This document describes how to use this transformer template for your custom algorithm processing plot-level RGB data.
Additional technical information can be found on our GitHub IO page for this repository.
If you are not familiar with working with an image's alpha channel, there is information and examples on how to do that on the technical page.
It is assumed that:
- you are generating a Docker image containing your algorithm and that you have Docker installed on your computer
- are familiar with GitHub template repositories, or know how to use
git
The following steps can be taken to develop your algorithm for inclusion into a processing pipeline.
- Setup: Click the
Use this template
button in GitHub to make a copy of this repository (or rungit clone
) - Definitions: Fill in and modify the definitions in the algorithm_rgb.py file
- Algorithm: Replace the code in the
calculate
function with your algorithm - Generate: Run
python3 generate.py
to create a Dockerfile - Test: Run the
python3 testing.py
script to run your algorithm and validate the results - Docker: Create a Docker image for your algorithm and publish it
- Testing Your docker image: OPTIONAL
- Testing Image Production: OPTIONAL
- Finishing: Finish up your development efforts
The first thing to do is to create a copy of this repository has a meaningful name and that you are able to modify.
In GitHub this is easy, browse to this repository and click the Use this template
button.
You will be led through the steps necessary to create a clone in a location of your choosing.
If you are not on GitHub, you will need to setup your git
environment and clone the repository.
To fill in the needed definitions, first open the algorithm_rgb.py
file in your favorite editor.
If you are modifying your existing code, you should consider updating the version number definition: VERSION
.
It's assumed that Semantic Version numbers will be used, but any methodology can be used.
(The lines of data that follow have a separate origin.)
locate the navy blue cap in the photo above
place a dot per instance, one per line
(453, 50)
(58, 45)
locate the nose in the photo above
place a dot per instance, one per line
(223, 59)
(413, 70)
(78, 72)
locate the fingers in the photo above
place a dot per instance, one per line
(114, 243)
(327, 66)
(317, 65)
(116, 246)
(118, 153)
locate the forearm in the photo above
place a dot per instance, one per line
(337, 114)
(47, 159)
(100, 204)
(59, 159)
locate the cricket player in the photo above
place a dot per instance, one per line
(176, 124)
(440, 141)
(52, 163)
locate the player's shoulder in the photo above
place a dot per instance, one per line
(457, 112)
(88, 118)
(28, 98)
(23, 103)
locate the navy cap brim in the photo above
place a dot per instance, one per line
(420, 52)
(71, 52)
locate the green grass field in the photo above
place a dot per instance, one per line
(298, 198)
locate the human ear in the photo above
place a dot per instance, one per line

Fill in the algorithm definitions with the creator(s) of the algorithm: ALGORITHM_AUTHOR
, ALGORITHM_AUTHOR_EMAIL
, ALGORITHM_NAME
, and ALGORITHM_DESCRIPTION
.
Multiple names for ALGORITHM_AUTHOR
and multiple emails for ALGORITHM_AUTHOR_EMAIL
are supported.
It's best if only one algorithm name is used, but call it what you want.
The safest algorithm naming convention to use is to convert any white-space or other characters to periods (.) which allows different systems to more-easily change the name, if needed.
Next fill in the citation information that will be used in the generated CSV file: CITATION_AUTHOR
, CITATION_TITLE
, and CITATION_YEAR
.
Be sure to enter the citation information accurately since some systems may expect exact matches.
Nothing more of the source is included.